Ovviamente comprare l’alluminio in queste condizioni è assurdo perché il prezzo è gonfiato.
Al LME ci sono scorte per 4,6 milioni di t sufficienti a costruire 69mila Boeing 747 quando in tutta la vita di questo modello d’aereo ne sono stati realizzati solo 1.500 (questo per dare un ordine di grandezza al fenomeno) Anche in Cina, con consumi in piena ripresa, gli stock sono elevatissimi: tra 1,2 tonnellate e 1,5 come dichiarato dagli stessi cinesi (associazione delle industrie metallifere)

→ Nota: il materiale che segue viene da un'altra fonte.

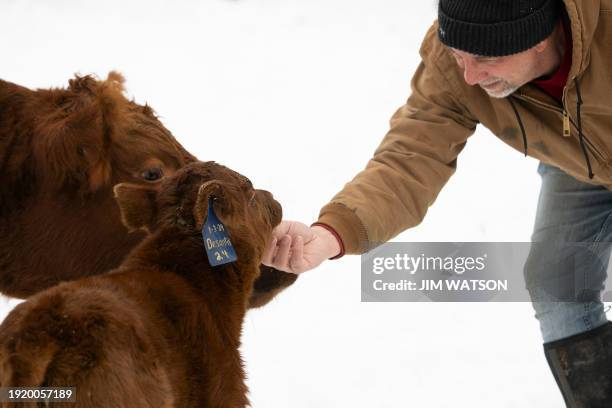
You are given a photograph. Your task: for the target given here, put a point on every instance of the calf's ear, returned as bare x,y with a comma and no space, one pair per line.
138,205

Oltre alle scorte nel mondo, c’è da considerare, per l’alluminio anche la concreta possibilità d’eccesso di produzione per l’imminente apertura di ben 2 grandi attività a Dubai e nel Qatar capaci di produrre altri 2 milioni di tonnellate. La conclusione è: attendersi un robusto ridimensionamento dei prezzi a breve sull’alluminio.
Prospettive sulla grafite
Uno tra i più importanti produttori al mondo di grafite, la Tokai, presente anche in Italia come commercializzazione, conferma una eccezionale varietà di prezzi sul lato della produzione ma non in ambito vendite, dove non ci sono segnali di modifica. Il prezzo della grafite è fermo da 7 anni e tale resterà pur in presenza di un momentaneo incremento del petrolio. Oggi i prezzi sono diversi a seconda del tipo di grafite, comunque si passa dai 18 ai 22 euro per decimetro cubo, fino anche ai 160.